Song by Logic

from the album Under Pressure
- Released: October 21, 2014
- Genre: Gangsta rap
- Length: 2:47
- Label: Visionary; Def Jam;
- Songwriters: Sir Robert Hall II; Arjun Ivatury; Lawrence Parker; Praveen Sharma; Travis Stewart;
- Producer: 6ix

= Gang Related (song) =

2014 song by Logic

"Gang Related" is a song by American rapper Logic from his debut studio album Under Pressure (2014). Produced by 6ix, it contains samples of "Carrot Man" by Sepalcure and "Mad Crew" by KRS-One. The song focuses on circumstances surrounding gang activity and its effect on people.

==Background==
Logic conceived the song after watching the film Boyz n the Hood. He wrote and recorded the first verse that night. After completing it, he was blocked on the lyrics for ten days, until he thought to rap from the perspective of his brother who had dealt drugs in Logic's youth. His brother agreed to the idea and provided him with stories from the period. Logic considered the song "a gangster record" that subverts the glorification of violence common in hip-hop by describing the criminal activities and corresponding violence that had surrounded him as a child, while showing that he chose a different lifestyle. He chose to sample KRS-One's "Mad Crew" because he felt it would be "respected and revered" by people living in the streets and suburbs.

==Content==
Logic raps from his own perspective as a child in the first verse, describing the crimes (notably drug dealing) and violence (mainly concerning guns) in his home that he grew up witnessing but how he never became involved in them, unlike other family members. In the second verse, he raps from the perspective of his older brother and explores him being drawn into gang activity due to challenges in their home environment, recounting that he was selling crack to their own father.

==Critical reception==
The song received generally positive reviews.
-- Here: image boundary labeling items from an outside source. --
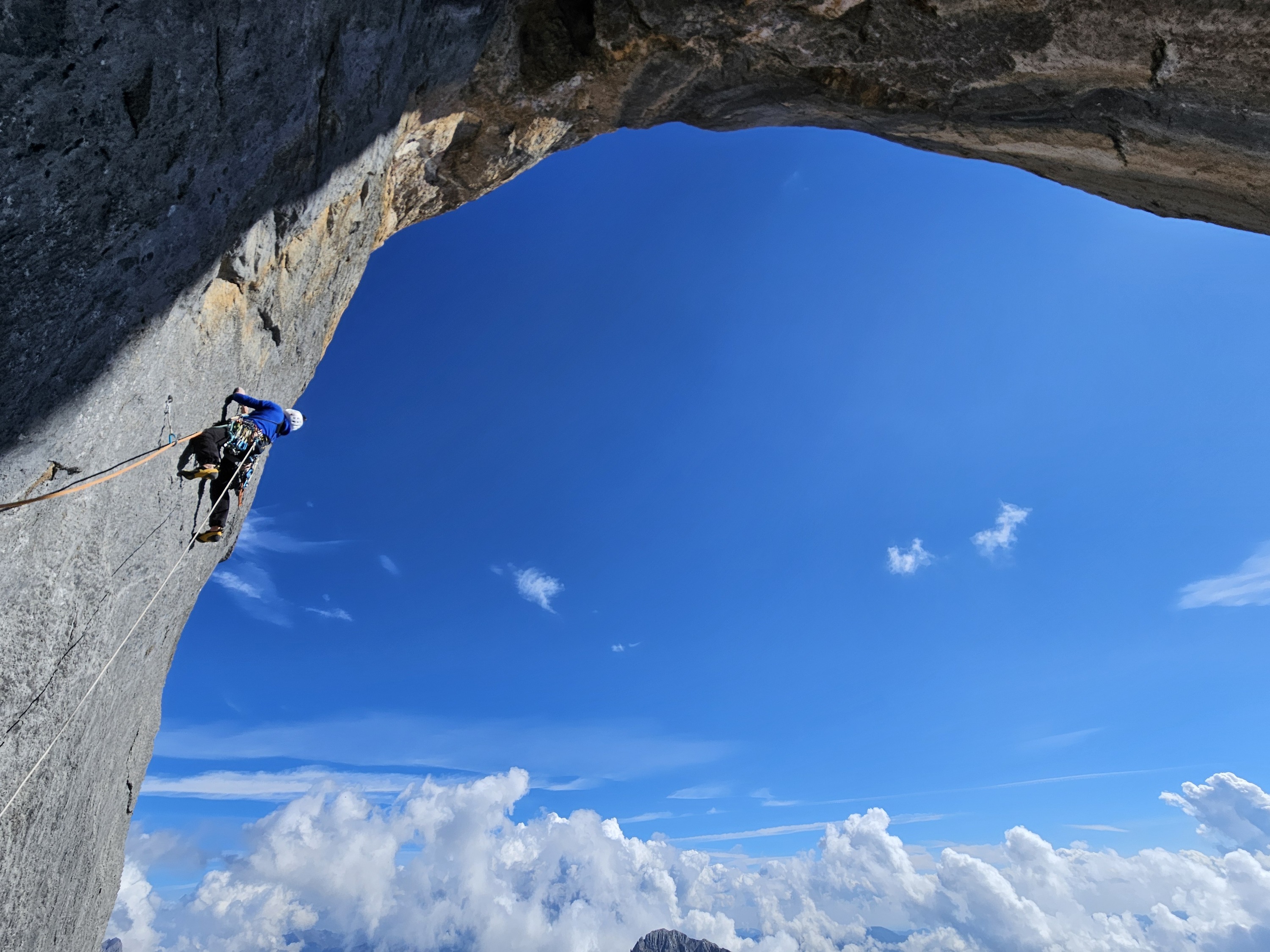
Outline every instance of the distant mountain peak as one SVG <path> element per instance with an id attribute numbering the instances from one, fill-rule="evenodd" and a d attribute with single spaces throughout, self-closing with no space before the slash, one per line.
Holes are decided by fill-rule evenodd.
<path id="1" fill-rule="evenodd" d="M 705 939 L 685 935 L 676 929 L 653 929 L 635 943 L 631 952 L 728 952 L 728 949 Z"/>

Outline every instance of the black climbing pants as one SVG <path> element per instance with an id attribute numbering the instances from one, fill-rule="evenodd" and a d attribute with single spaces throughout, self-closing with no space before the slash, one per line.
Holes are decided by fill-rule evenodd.
<path id="1" fill-rule="evenodd" d="M 229 426 L 210 426 L 189 442 L 199 466 L 215 466 L 218 470 L 208 485 L 215 503 L 208 526 L 213 529 L 224 529 L 225 523 L 229 522 L 230 496 L 234 495 L 231 482 L 239 463 L 243 462 L 241 456 L 224 449 L 229 438 Z"/>

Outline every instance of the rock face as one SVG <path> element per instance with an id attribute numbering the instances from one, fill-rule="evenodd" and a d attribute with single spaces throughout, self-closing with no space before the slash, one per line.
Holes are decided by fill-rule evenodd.
<path id="1" fill-rule="evenodd" d="M 728 952 L 705 939 L 693 939 L 674 929 L 653 929 L 631 948 L 631 952 Z"/>
<path id="2" fill-rule="evenodd" d="M 620 126 L 861 129 L 1270 232 L 1267 38 L 1265 3 L 1190 0 L 5 0 L 0 500 L 235 385 L 293 401 L 377 244 Z M 100 942 L 171 654 L 240 524 L 183 556 L 174 463 L 0 513 L 15 949 Z"/>

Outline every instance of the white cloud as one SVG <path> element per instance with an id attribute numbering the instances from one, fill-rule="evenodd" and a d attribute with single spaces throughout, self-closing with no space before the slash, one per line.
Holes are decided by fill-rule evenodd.
<path id="1" fill-rule="evenodd" d="M 892 575 L 912 575 L 923 565 L 931 564 L 931 553 L 922 548 L 919 538 L 913 539 L 906 550 L 892 546 L 886 550 L 886 569 Z"/>
<path id="2" fill-rule="evenodd" d="M 1011 503 L 1002 503 L 1001 512 L 997 513 L 996 526 L 991 529 L 977 532 L 970 537 L 970 541 L 978 547 L 979 555 L 991 556 L 998 548 L 1008 551 L 1015 545 L 1015 538 L 1017 537 L 1016 529 L 1027 522 L 1030 512 L 1031 509 L 1024 509 Z"/>
<path id="3" fill-rule="evenodd" d="M 1270 543 L 1262 545 L 1229 575 L 1194 581 L 1184 588 L 1177 605 L 1270 605 Z"/>
<path id="4" fill-rule="evenodd" d="M 516 590 L 521 593 L 521 598 L 549 612 L 555 612 L 551 607 L 551 599 L 564 592 L 564 585 L 559 579 L 552 579 L 546 572 L 532 567 L 513 567 L 512 575 L 516 578 Z"/>
<path id="5" fill-rule="evenodd" d="M 728 793 L 726 787 L 719 786 L 685 787 L 667 795 L 667 800 L 714 800 L 715 797 L 725 797 Z"/>
<path id="6" fill-rule="evenodd" d="M 1208 786 L 1236 815 L 1264 810 L 1265 795 L 1238 778 Z M 733 952 L 1251 952 L 1270 943 L 1264 853 L 1055 849 L 1016 826 L 999 845 L 931 856 L 906 847 L 872 809 L 817 825 L 815 852 L 728 859 L 627 838 L 589 810 L 514 823 L 527 790 L 528 776 L 512 770 L 424 782 L 386 807 L 356 791 L 309 793 L 246 828 L 245 852 L 178 901 L 160 904 L 130 858 L 107 935 L 124 937 L 128 952 L 310 941 L 574 952 L 630 948 L 654 928 Z M 1187 790 L 1180 800 L 1203 812 L 1212 796 Z"/>
<path id="7" fill-rule="evenodd" d="M 1181 793 L 1161 793 L 1166 803 L 1199 820 L 1200 835 L 1223 847 L 1270 849 L 1270 796 L 1233 773 L 1214 773 L 1204 783 L 1184 783 Z"/>

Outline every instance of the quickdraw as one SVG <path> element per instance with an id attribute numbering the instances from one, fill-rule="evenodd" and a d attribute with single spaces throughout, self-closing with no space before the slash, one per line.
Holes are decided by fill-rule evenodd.
<path id="1" fill-rule="evenodd" d="M 251 481 L 251 473 L 255 471 L 255 458 L 264 447 L 269 446 L 269 440 L 255 424 L 248 423 L 246 418 L 243 416 L 230 419 L 229 428 L 230 434 L 221 452 L 222 454 L 229 453 L 244 459 L 243 468 L 234 484 L 239 505 L 243 505 L 243 494 L 246 491 L 246 486 Z"/>

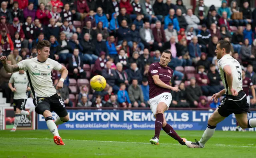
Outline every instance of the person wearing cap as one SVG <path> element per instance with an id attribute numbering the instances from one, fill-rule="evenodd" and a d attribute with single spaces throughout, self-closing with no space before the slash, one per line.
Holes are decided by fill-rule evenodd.
<path id="1" fill-rule="evenodd" d="M 201 51 L 202 52 L 207 53 L 207 48 L 209 47 L 211 34 L 207 30 L 207 28 L 205 24 L 202 25 L 202 29 L 199 31 L 197 35 L 198 39 L 198 43 L 201 46 Z"/>
<path id="2" fill-rule="evenodd" d="M 177 31 L 173 28 L 173 24 L 172 23 L 169 23 L 168 27 L 164 30 L 164 34 L 165 34 L 165 39 L 166 41 L 169 41 L 171 37 L 175 37 L 175 42 L 178 42 L 178 34 Z"/>
<path id="3" fill-rule="evenodd" d="M 200 20 L 200 24 L 205 24 L 208 11 L 209 7 L 204 4 L 204 0 L 199 0 L 198 4 L 195 9 L 194 14 Z"/>
<path id="4" fill-rule="evenodd" d="M 28 5 L 27 5 L 27 6 Z M 24 14 L 23 11 L 19 9 L 19 4 L 18 2 L 15 1 L 13 2 L 13 7 L 10 10 L 12 17 L 17 17 L 20 20 L 21 23 L 23 23 L 24 21 Z"/>

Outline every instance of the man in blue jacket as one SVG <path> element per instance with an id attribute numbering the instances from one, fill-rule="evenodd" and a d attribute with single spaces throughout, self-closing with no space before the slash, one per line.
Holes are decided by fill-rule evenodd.
<path id="1" fill-rule="evenodd" d="M 169 15 L 164 18 L 164 29 L 168 28 L 168 25 L 170 23 L 173 24 L 173 28 L 177 30 L 180 31 L 179 22 L 177 18 L 174 16 L 175 12 L 174 9 L 171 9 L 169 11 Z"/>

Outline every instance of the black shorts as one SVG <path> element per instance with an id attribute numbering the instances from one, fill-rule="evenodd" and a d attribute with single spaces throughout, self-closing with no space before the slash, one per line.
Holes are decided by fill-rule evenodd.
<path id="1" fill-rule="evenodd" d="M 244 91 L 240 91 L 237 96 L 226 95 L 218 107 L 218 111 L 223 117 L 228 117 L 232 114 L 240 114 L 250 113 L 250 105 Z"/>
<path id="2" fill-rule="evenodd" d="M 13 100 L 13 109 L 14 111 L 16 111 L 16 109 L 18 108 L 20 110 L 24 110 L 25 109 L 25 105 L 27 101 L 27 99 L 14 99 Z"/>
<path id="3" fill-rule="evenodd" d="M 60 117 L 68 115 L 64 103 L 57 93 L 49 97 L 36 97 L 36 99 L 33 100 L 33 103 L 36 106 L 35 111 L 38 114 L 42 115 L 46 110 L 48 110 L 55 112 Z"/>

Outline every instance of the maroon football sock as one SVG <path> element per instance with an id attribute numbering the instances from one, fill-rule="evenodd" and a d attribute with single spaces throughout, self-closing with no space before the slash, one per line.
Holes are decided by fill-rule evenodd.
<path id="1" fill-rule="evenodd" d="M 164 122 L 164 115 L 163 114 L 157 114 L 156 115 L 156 121 L 155 122 L 155 136 L 154 137 L 159 138 L 159 135 L 161 131 L 161 128 L 163 125 Z"/>
<path id="2" fill-rule="evenodd" d="M 172 127 L 170 124 L 167 124 L 164 127 L 163 127 L 163 129 L 167 134 L 172 137 L 174 139 L 178 140 L 180 144 L 182 144 L 183 140 L 178 135 L 176 132 L 175 132 L 174 130 L 172 128 Z"/>

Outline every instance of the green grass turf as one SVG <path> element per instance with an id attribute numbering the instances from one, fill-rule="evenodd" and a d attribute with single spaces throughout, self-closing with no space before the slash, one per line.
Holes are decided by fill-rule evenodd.
<path id="1" fill-rule="evenodd" d="M 177 131 L 189 140 L 203 131 Z M 66 145 L 48 130 L 0 131 L 0 158 L 255 158 L 256 132 L 216 131 L 203 148 L 181 146 L 162 130 L 160 144 L 149 142 L 154 130 L 60 130 Z"/>

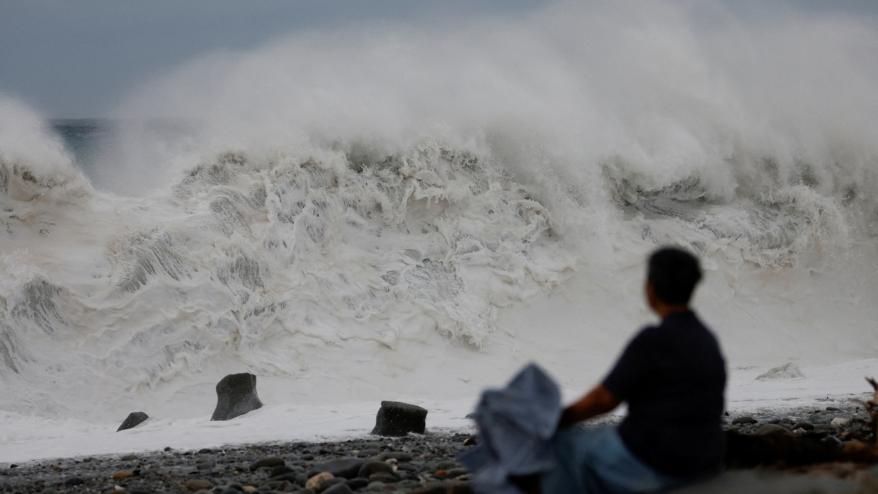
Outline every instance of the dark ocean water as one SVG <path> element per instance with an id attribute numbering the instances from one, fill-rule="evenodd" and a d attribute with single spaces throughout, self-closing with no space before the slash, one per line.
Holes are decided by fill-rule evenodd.
<path id="1" fill-rule="evenodd" d="M 57 118 L 49 121 L 49 125 L 73 154 L 76 167 L 88 175 L 112 142 L 119 122 L 111 118 Z"/>

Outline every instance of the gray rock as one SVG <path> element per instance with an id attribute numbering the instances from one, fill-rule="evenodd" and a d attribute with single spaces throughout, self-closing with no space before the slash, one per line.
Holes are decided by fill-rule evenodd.
<path id="1" fill-rule="evenodd" d="M 250 463 L 250 471 L 255 472 L 259 469 L 273 469 L 275 467 L 280 467 L 284 464 L 284 462 L 283 458 L 278 456 L 269 456 L 268 458 L 262 458 Z"/>
<path id="2" fill-rule="evenodd" d="M 323 494 L 354 494 L 347 483 L 336 483 L 323 491 Z"/>
<path id="3" fill-rule="evenodd" d="M 143 423 L 144 420 L 149 419 L 149 416 L 142 412 L 133 412 L 128 414 L 128 417 L 122 422 L 122 425 L 116 429 L 116 432 L 124 431 L 126 429 L 131 429 L 136 427 Z"/>
<path id="4" fill-rule="evenodd" d="M 359 458 L 340 458 L 323 463 L 318 463 L 308 470 L 308 476 L 312 477 L 322 472 L 329 472 L 333 476 L 342 478 L 356 478 L 360 472 L 360 468 L 365 464 L 365 460 Z"/>
<path id="5" fill-rule="evenodd" d="M 256 376 L 248 372 L 230 374 L 217 383 L 217 407 L 211 420 L 228 420 L 262 406 Z"/>
<path id="6" fill-rule="evenodd" d="M 766 434 L 785 434 L 787 433 L 788 433 L 787 428 L 784 427 L 783 426 L 778 426 L 775 424 L 766 424 L 765 426 L 762 426 L 759 429 L 756 429 L 756 432 L 753 433 L 758 436 L 764 436 Z"/>
<path id="7" fill-rule="evenodd" d="M 366 462 L 356 472 L 356 476 L 369 478 L 372 474 L 377 474 L 378 472 L 392 474 L 393 467 L 391 467 L 384 462 Z"/>
<path id="8" fill-rule="evenodd" d="M 371 433 L 394 437 L 404 436 L 408 433 L 422 434 L 426 426 L 426 409 L 396 401 L 383 401 Z"/>

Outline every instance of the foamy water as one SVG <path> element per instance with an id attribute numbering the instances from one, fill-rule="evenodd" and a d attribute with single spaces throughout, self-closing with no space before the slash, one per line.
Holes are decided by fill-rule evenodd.
<path id="1" fill-rule="evenodd" d="M 572 397 L 654 321 L 664 244 L 702 258 L 730 410 L 860 396 L 878 31 L 638 6 L 213 54 L 87 166 L 0 98 L 0 462 L 362 435 L 382 399 L 467 427 L 530 361 Z M 242 371 L 266 406 L 210 422 Z"/>

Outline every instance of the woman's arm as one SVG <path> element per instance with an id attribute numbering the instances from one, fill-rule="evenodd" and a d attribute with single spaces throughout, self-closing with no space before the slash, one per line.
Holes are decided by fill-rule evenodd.
<path id="1" fill-rule="evenodd" d="M 613 396 L 609 390 L 603 384 L 598 384 L 592 390 L 586 393 L 586 396 L 579 398 L 579 401 L 567 406 L 561 412 L 561 420 L 558 427 L 566 427 L 577 422 L 587 420 L 593 417 L 597 417 L 601 413 L 607 413 L 622 403 L 619 398 Z"/>

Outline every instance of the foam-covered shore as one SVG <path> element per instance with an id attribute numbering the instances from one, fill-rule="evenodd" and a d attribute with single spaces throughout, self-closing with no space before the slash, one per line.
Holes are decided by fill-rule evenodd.
<path id="1" fill-rule="evenodd" d="M 854 437 L 873 439 L 867 416 L 852 403 L 762 411 L 729 416 L 727 427 L 745 435 L 809 435 L 830 448 Z M 834 406 L 838 405 L 839 406 Z M 237 420 L 243 426 L 257 417 Z M 599 420 L 614 421 L 613 418 Z M 134 433 L 131 429 L 127 433 Z M 126 432 L 120 433 L 126 433 Z M 117 492 L 469 492 L 470 475 L 456 461 L 473 444 L 471 430 L 428 431 L 404 438 L 357 434 L 335 441 L 265 441 L 211 447 L 139 451 L 136 454 L 77 455 L 37 462 L 0 462 L 0 489 L 20 492 L 64 492 L 89 489 Z M 739 460 L 740 458 L 738 458 Z M 757 462 L 754 462 L 754 464 Z M 378 463 L 378 464 L 376 464 Z M 368 466 L 364 466 L 368 465 Z M 784 494 L 867 493 L 878 487 L 878 467 L 867 463 L 766 465 L 774 469 L 733 468 L 719 477 L 678 490 L 682 493 Z M 308 483 L 322 471 L 335 480 L 320 487 Z M 310 486 L 311 490 L 306 490 Z M 435 489 L 435 490 L 433 490 Z"/>
<path id="2" fill-rule="evenodd" d="M 702 260 L 730 412 L 858 396 L 876 25 L 709 4 L 208 56 L 144 81 L 87 163 L 0 96 L 0 461 L 343 440 L 384 399 L 459 430 L 529 362 L 570 398 L 654 322 L 666 244 Z M 245 371 L 265 409 L 210 423 Z"/>

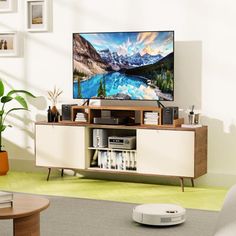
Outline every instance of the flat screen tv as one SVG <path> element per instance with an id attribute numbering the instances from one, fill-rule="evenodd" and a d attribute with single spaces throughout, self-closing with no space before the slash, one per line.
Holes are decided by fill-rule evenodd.
<path id="1" fill-rule="evenodd" d="M 73 33 L 73 98 L 174 99 L 174 31 Z"/>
Erin Lowers of Exclaim! favorably noted the song has a "strong resemblance to the storytelling style of Kendrick Lamar's good kid, m.A.A.d city". Reviewing Under Pressure for XXL, Eric Diep wrote "Shades of Drake, Kendrick Lamar and J. Cole's free expression come to mind, but Logic's subject matter is just as eye-opening. The best example is 'Gang Related'". Sheldon Pearce of HipHopDX considered the song one of the "many moments that make Under Pressure feel like a feature film about Logic's life," adding that "when at its best, it is creating that sort of imagery". DJBooth had a more mixed reaction, commenting "I was expecting a harder song with a title like 'Gang Related.' (Maybe that is my own problem.) Not a big a fan [sic]. I was really into the pace and energy of the first three tracks, but this has a much different feel. Also, it's crazy to hear places you know from your hometown in rap songs. This must be what it's like to be from Brooklyn; too bad the record isn't more upbeat. A meaningful yet grimy song—powerful."

==Certifications==

| Region | Certification | Certified units/sales |
| New Zealand (RMNZ) | Gold | 15,000^{‡} |
| United States (RIAA) | Platinum | 1,000,000^{‡} |
^{‡} Sales+streaming figures based on certification alone.